Dennoch wurde das Gesetzbuch als großer Schritt für das kleine südostasiatische Land gefeiert. Schon bis 2020 will es die neuen festgeschriebenen Gesetze befolgen und zu einem „Rechtsstaat“ werden. Doch bis dahin müssen dann auch alle Staatsbedienstete, Polizisten, Anwälte, Richter die Gesetzestexte auch beherrschen. Und das ist gar nicht so einfach. „Wir arbeiten sehr viel mit Foto-Stories und Youtube-Videos, um die Gesetze anschaulich zu erklären“, so Richard Philippart vom Luxemburger „Institut for Legal Support and Technical Assistance“ (ILSTA), im Gespräch mit REPORTER.
Wer Fragen stellt, ist dumm
Auch er hat an der Ausarbeitung des Textes mitgearbeitet und feiert ihn ebenso wie Entwicklungsministerin Paulette Lenert. Menschen aber an eine komplett neue Gesetzgebung heranzuführen – und das auch noch in einem autoritären Staat – ist alles andere als einfach. Unter einem strengen Regime sind normalerweise keine Fragen erlaubt. Die Bedienstete, die die Texte jetzt lernen, sollen aber Fragen stellen, sollen verstehen, sollen auch hinterfragen. „In Laos heißt es aber, dass man dumm ist, wenn man Fragen stellt“, so Richard Philippart.

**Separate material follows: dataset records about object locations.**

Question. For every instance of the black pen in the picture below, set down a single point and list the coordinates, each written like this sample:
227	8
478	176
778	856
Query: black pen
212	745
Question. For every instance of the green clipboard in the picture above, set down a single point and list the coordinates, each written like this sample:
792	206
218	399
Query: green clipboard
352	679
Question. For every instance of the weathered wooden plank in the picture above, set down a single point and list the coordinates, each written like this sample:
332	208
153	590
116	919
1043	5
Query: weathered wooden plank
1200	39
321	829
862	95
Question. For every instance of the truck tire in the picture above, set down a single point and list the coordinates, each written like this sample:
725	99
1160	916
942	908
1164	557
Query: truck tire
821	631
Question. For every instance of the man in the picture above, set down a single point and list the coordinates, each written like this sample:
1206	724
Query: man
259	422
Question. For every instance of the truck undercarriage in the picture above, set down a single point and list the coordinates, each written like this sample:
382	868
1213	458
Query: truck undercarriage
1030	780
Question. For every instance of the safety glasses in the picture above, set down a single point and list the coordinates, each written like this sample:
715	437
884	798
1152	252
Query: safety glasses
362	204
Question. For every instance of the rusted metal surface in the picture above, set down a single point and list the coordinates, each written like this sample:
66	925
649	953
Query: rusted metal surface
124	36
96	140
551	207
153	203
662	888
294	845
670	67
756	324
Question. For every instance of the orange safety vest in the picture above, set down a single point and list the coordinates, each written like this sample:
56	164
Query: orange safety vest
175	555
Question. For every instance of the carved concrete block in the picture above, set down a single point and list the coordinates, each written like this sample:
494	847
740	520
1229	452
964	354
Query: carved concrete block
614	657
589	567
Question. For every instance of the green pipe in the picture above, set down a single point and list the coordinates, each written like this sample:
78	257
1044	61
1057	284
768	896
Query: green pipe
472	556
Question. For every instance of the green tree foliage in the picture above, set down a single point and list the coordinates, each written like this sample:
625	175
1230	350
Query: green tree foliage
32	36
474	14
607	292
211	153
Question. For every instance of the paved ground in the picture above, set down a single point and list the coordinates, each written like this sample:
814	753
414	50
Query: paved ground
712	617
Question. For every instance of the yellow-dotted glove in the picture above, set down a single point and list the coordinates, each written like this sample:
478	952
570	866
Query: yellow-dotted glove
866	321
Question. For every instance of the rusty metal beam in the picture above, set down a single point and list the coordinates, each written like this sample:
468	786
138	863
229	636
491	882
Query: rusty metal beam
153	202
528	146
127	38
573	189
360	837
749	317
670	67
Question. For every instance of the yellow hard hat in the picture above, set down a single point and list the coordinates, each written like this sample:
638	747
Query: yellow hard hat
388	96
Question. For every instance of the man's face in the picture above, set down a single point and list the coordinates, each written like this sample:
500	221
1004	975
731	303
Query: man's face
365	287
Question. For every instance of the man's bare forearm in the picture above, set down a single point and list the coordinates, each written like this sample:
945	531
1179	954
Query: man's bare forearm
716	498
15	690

Also arbeitet ILSTA nicht nur mit vielen Videos, sondern auch mit Wissensquizen, um die Beamten abzufragen und zu testen. Das wiederum funktioniere sehr gut, so der Experte. Alles, was spielerisch sei und bei dem es etwas zu gewinnen gebe, würde bei den Menschen gut ankommen.
„Wir bei der Springprozession“
Doch nicht nur ist es schwierig, die Menschen so auszubilden, damit sie den Text auch richtig anwenden können. Auch der Text selbst wirft aus europäischer Sicht viele Fragen auf. Ein kritischer Punkt ist die Todesstrafe, die im Strafgesetzbuch aufgeführt wird. Sie wird unter dem Punkt „Categories of Punishment“ erwähnt. Und obwohl sie seit Ende der 1980er Jahre offiziell nicht mehr angewendet wird, hat sich die laotische Regierung dieses Hintertürchen offen gelassen und sie in den Text eingebaut.
Paulette Lenert sagt, auch Nachbarländer wie China oder Thailand hätten die Todesstrafe noch in ihren Gesetzestexten stehen. Warum sollte Laos dann darauf verzichten? Vor allem dann, wenn die Strafe nicht mehr angewandt wird? Doch könnte man ebenso fragen, warum Laos daran festhält, wenn die Strafe sowieso nicht mehr praktiziert wird – und sich das Land ausdrücklich modernisieren möchte.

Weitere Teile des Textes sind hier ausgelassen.